- Original author: Khronos Group
- Developer: Khronos Group
- Release: March 2014; 12 years ago
- Stable release: 2020 revision 11 / 7 November 2025; 8 months ago
- Operating system: Cross-platform
- Platform: Cross-platform
- Type: High-level programming language
- Website: www.khronos.org/sycl/ sycl.tech

= SYCL =

Higher-level programming standard for heterogeneous computing

SYCL (pronounced "sickle") is a higher-level programming model to improve programming productivity on various hardware accelerators. It is a single-source embedded domain-specific language (eDSL) based on pure C++17. It is a standard developed by Khronos Group, announced in March 2014.

==Origin of the name==
SYCL (pronounced ‘sickle’) originally stood for System-wide Compute Language, but since 2020 SYCL developers have stated that SYCL is a name and have made clear that it is no longer an acronym and contains no reference to OpenCL.

==Purpose==
SYCL is a royalty-free, cross-platform abstraction layer that builds on the underlying concepts, portability and efficiency inspired by OpenCL that enables code for heterogeneous processors to be written in a “single-source” style using completely standard C++. SYCL enables single-source development where C++ template functions can contain both host and device code to construct complex algorithms that use hardware accelerators, and then re-use them throughout their source code on different types of data.

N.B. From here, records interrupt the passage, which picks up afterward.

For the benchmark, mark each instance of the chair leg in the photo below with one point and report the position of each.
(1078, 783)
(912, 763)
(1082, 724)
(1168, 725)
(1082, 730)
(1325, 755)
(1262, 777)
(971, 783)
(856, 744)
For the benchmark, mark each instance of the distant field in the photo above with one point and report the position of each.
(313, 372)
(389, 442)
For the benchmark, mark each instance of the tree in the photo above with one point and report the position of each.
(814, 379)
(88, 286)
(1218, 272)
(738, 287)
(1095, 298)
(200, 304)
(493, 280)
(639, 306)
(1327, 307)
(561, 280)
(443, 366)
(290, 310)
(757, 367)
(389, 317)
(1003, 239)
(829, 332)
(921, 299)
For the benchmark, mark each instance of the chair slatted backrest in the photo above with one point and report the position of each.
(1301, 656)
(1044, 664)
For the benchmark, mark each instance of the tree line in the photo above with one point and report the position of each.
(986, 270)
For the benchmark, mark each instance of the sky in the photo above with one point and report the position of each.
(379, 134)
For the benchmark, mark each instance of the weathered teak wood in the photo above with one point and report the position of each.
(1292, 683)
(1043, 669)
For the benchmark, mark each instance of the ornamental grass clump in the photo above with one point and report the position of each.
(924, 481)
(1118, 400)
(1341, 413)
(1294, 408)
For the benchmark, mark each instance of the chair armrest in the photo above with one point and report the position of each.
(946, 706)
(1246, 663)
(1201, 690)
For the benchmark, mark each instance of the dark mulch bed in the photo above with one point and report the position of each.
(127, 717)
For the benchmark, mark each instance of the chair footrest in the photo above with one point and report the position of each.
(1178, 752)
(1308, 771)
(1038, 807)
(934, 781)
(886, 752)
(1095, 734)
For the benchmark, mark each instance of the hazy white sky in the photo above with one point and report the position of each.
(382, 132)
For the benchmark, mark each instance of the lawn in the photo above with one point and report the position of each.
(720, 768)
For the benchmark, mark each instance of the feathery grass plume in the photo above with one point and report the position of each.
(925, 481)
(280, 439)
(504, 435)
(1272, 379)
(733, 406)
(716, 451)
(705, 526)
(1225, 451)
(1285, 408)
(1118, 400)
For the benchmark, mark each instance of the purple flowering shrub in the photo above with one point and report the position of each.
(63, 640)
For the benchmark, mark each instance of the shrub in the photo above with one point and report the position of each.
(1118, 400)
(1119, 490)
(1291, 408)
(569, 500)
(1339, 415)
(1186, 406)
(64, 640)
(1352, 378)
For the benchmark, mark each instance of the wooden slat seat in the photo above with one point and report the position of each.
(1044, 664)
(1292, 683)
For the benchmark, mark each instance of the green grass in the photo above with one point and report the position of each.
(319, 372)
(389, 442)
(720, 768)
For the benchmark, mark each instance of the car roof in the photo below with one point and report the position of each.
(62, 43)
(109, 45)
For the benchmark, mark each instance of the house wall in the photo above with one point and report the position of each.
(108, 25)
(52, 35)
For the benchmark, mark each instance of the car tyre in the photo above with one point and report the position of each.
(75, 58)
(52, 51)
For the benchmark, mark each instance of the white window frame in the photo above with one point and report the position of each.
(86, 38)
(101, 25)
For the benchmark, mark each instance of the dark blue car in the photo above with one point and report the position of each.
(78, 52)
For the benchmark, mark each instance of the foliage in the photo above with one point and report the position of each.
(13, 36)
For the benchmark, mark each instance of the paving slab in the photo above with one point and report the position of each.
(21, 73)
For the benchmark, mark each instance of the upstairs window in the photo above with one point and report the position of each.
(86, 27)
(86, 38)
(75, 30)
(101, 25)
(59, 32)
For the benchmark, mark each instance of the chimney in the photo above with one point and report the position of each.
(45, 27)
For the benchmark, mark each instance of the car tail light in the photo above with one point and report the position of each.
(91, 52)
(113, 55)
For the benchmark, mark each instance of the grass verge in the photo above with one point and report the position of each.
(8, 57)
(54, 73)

While the SYCL standard started as the higher-level programming model sub-group of the OpenCL working group and was originally developed for use with OpenCL and SPIR, SYCL is a Khronos Group workgroup independent from the OpenCL working group since September 20, 2019 and starting with SYCL 2020, SYCL has been generalized as a more general heterogeneous framework able to target other systems. This is now possible with the concept of a generic backend to target any acceleration API while enabling full interoperability with the target API, like using existing native libraries to reach the maximum performance along with simplifying the programming effort. For example, the AdaptiveCPP implementation targets ROCm and CUDA via AMD's cross-vendor HIP.

==Versions==
SYCL was introduced at GDC in March 2014 with
provisional version 1.2, then the SYCL 1.2 final version was
introduced at IWOCL 2015 in May 2015.

The latest version for the previous SYCL 1.2.1 series is SYCL 1.2.1 revision 7 which was published on April 27, 2020 (the first version was published on December 6, 2017).

SYCL 2.2 provisional was introduced at IWOCL 2016 in May 2016 targeting C++14 and OpenCL 2.2. But the SYCL committee preferred not to finalize this version and to move towards a more flexible SYCL specification to address the increasing diversity of current hardware accelerators, including artificial intelligence engines, which led to SYCL 2020.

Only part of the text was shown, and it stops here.